How to train a ML model in sparklyr and predict new values on another dataframe?
Asked Answered
A

1

7

Consider the following example

dtrain <- data_frame(text = c("Chinese Beijing Chinese",
                              "Chinese Chinese Shanghai",
                              "Chinese Macao",
                              "Tokyo Japan Chinese"),
                     doc_id = 1:4,
                     class = c(1, 1, 1, 0))

dtrain_spark <- copy_to(sc, dtrain, overwrite = TRUE)

> dtrain_spark
# Source:   table<dtrain> [?? x 3]
# Database: spark_connection
  text                     doc_id class
  <chr>                     <int> <dbl>
1 Chinese Beijing Chinese       1     1
2 Chinese Chinese Shanghai      2     1
3 Chinese Macao                 3     1
4 Tokyo Japan Chinese           4     0

Here I have the classic Naive Bayes example where class identifies documents falling into the China category.

I am able to run a Naives Bayes classifier in sparklyr by doing the following:

dtrain_spark %>% 
ft_tokenizer(input.col = "text", output.col = "tokens") %>% 
ft_count_vectorizer(input_col = 'tokens', output_col = 'myvocab') %>% 
  select(myvocab, class) %>%  
  ml_naive_bayes( label_col = "class", 
                  features_col = "myvocab", 
                  prediction_col = "pcol",
                  probability_col = "prcol", 
                  raw_prediction_col = "rpcol",
                  model_type = "multinomial", 
                  smoothing = 0.6, 
                  thresholds = c(0.2, 0.4))

which outputs:

NaiveBayesModel (Transformer)
<naive_bayes_5e946aec597e> 
 (Parameters -- Column Names)
  features_col: myvocab
  label_col: class
  prediction_col: pcol
  probability_col: prcol
  raw_prediction_col: rpcol
 (Transformer Info)
  num_classes:  int 2 
  num_features:  int 6 
  pi:  num [1:2] -1.179 -0.368 
  theta:  num [1:2, 1:6] -1.417 -0.728 -2.398 -1.981 -2.398 ... 
  thresholds:  num [1:2] 0.2 0.4 

However, I have two major questions:

  1. How can I assess the performance of this classifier in-sample?
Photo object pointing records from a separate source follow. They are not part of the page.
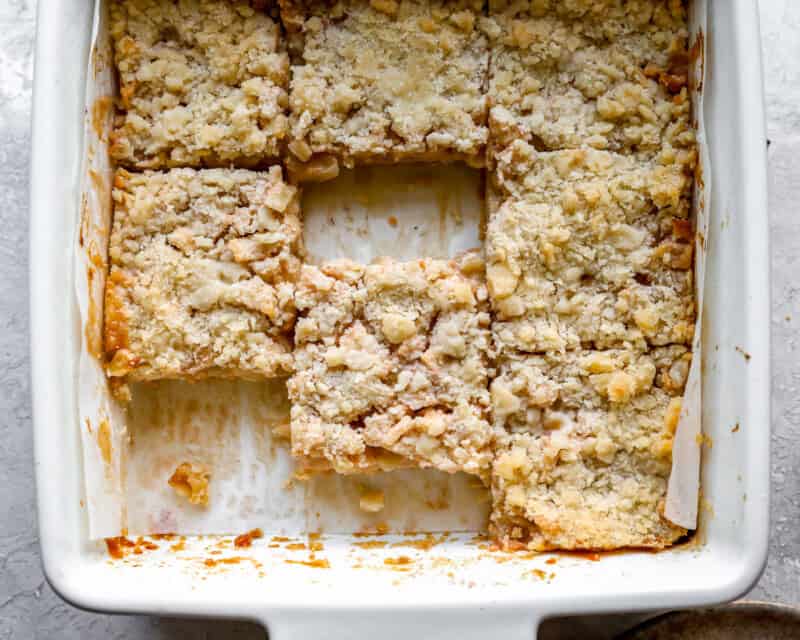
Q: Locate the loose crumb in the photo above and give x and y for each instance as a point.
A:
(190, 480)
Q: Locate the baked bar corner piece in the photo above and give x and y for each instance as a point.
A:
(609, 75)
(203, 83)
(388, 80)
(392, 367)
(589, 247)
(202, 271)
(587, 453)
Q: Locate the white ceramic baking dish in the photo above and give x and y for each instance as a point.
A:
(463, 592)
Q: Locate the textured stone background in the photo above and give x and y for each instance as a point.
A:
(29, 608)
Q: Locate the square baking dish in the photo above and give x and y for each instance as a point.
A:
(462, 592)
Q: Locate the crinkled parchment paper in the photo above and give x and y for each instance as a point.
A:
(684, 481)
(229, 427)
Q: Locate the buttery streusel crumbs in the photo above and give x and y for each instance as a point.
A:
(202, 83)
(392, 367)
(202, 274)
(609, 75)
(587, 455)
(388, 80)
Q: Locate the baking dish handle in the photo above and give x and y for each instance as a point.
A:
(434, 624)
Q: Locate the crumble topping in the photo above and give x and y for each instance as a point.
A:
(388, 80)
(392, 358)
(202, 274)
(589, 247)
(587, 455)
(608, 75)
(202, 83)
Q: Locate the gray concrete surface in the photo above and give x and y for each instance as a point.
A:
(29, 608)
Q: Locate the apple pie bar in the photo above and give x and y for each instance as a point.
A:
(202, 83)
(587, 449)
(392, 367)
(607, 75)
(203, 264)
(589, 248)
(388, 80)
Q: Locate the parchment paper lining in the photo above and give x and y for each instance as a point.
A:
(229, 426)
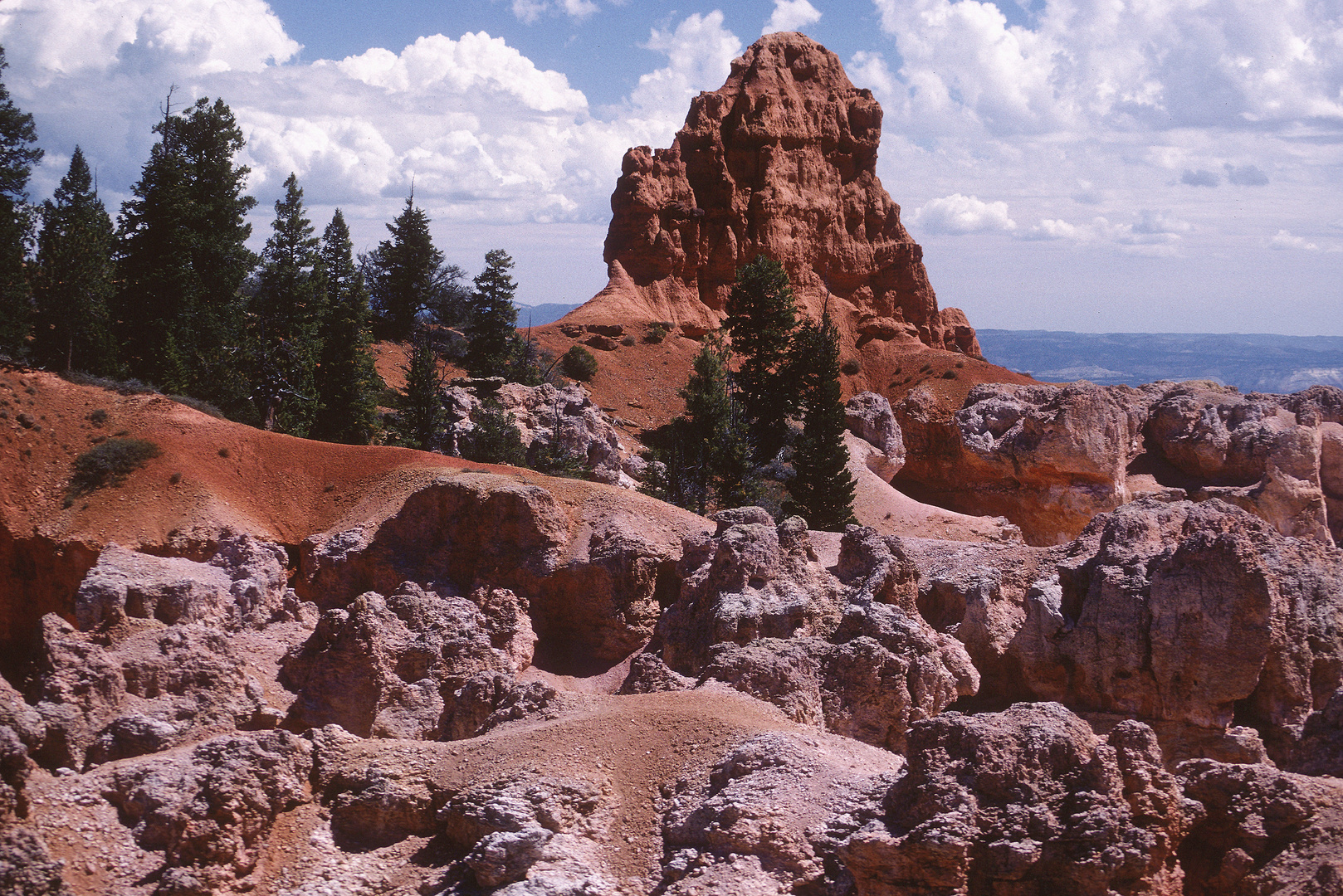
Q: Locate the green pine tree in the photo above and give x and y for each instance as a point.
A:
(74, 278)
(183, 258)
(762, 317)
(421, 418)
(348, 384)
(495, 437)
(493, 319)
(17, 156)
(408, 275)
(823, 489)
(706, 451)
(284, 317)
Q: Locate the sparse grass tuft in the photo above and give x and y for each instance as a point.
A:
(109, 465)
(579, 363)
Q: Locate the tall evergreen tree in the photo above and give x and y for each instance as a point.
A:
(347, 381)
(706, 451)
(421, 419)
(762, 317)
(284, 317)
(823, 489)
(408, 275)
(183, 258)
(74, 277)
(493, 319)
(17, 156)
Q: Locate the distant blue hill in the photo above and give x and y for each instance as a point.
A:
(1251, 362)
(541, 314)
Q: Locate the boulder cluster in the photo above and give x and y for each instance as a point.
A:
(1121, 677)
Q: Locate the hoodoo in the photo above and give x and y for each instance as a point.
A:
(779, 162)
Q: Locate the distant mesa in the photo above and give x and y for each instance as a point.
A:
(779, 162)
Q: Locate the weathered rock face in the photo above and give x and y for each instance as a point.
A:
(750, 581)
(547, 416)
(388, 666)
(1049, 457)
(245, 583)
(1190, 613)
(868, 416)
(151, 688)
(779, 162)
(782, 802)
(591, 583)
(758, 613)
(1026, 801)
(208, 809)
(1262, 830)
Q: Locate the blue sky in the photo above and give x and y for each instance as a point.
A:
(1067, 164)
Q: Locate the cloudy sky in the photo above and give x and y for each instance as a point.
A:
(1104, 165)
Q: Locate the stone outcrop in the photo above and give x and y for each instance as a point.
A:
(756, 611)
(1049, 458)
(1262, 830)
(549, 416)
(591, 574)
(778, 162)
(207, 809)
(1189, 613)
(27, 867)
(751, 579)
(1276, 455)
(147, 689)
(771, 816)
(868, 416)
(390, 666)
(1023, 801)
(243, 585)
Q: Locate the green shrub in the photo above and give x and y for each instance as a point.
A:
(109, 464)
(496, 438)
(579, 363)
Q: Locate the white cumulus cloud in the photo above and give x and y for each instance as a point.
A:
(1154, 232)
(202, 37)
(700, 54)
(530, 11)
(1284, 240)
(960, 214)
(791, 15)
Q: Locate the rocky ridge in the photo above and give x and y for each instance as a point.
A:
(779, 162)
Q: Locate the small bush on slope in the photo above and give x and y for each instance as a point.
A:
(109, 464)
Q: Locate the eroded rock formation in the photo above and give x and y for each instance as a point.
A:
(778, 162)
(1049, 458)
(756, 611)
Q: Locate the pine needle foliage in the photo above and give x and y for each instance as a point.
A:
(347, 379)
(421, 418)
(823, 489)
(495, 437)
(762, 319)
(491, 327)
(74, 280)
(284, 319)
(183, 257)
(17, 156)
Where are the accuracy metrics?

  2. Even more importantly, how can I use this trained model to predict new values, say, in the following spark test dataframe?

Test data:

dtest <- data_frame(text = c("Chinese Chinese Chinese Tokyo Japan",
                             "random stuff"))

dtest_spark <- copy_to(sc, dtest, overwrite = TRUE)

> dtest_spark
# Source:   table<dtest> [?? x 1]
# Database: spark_connection
  text                               
  <chr>                              
1 Chinese Chinese Chinese Tokyo Japan
2 random stuff 

Thanks!

Avionics answered 25/5, 2018 at 17:26 Comment(0)
T
10

How can I assess the performance of this classifier in-sample? Where are the accuracy metrics?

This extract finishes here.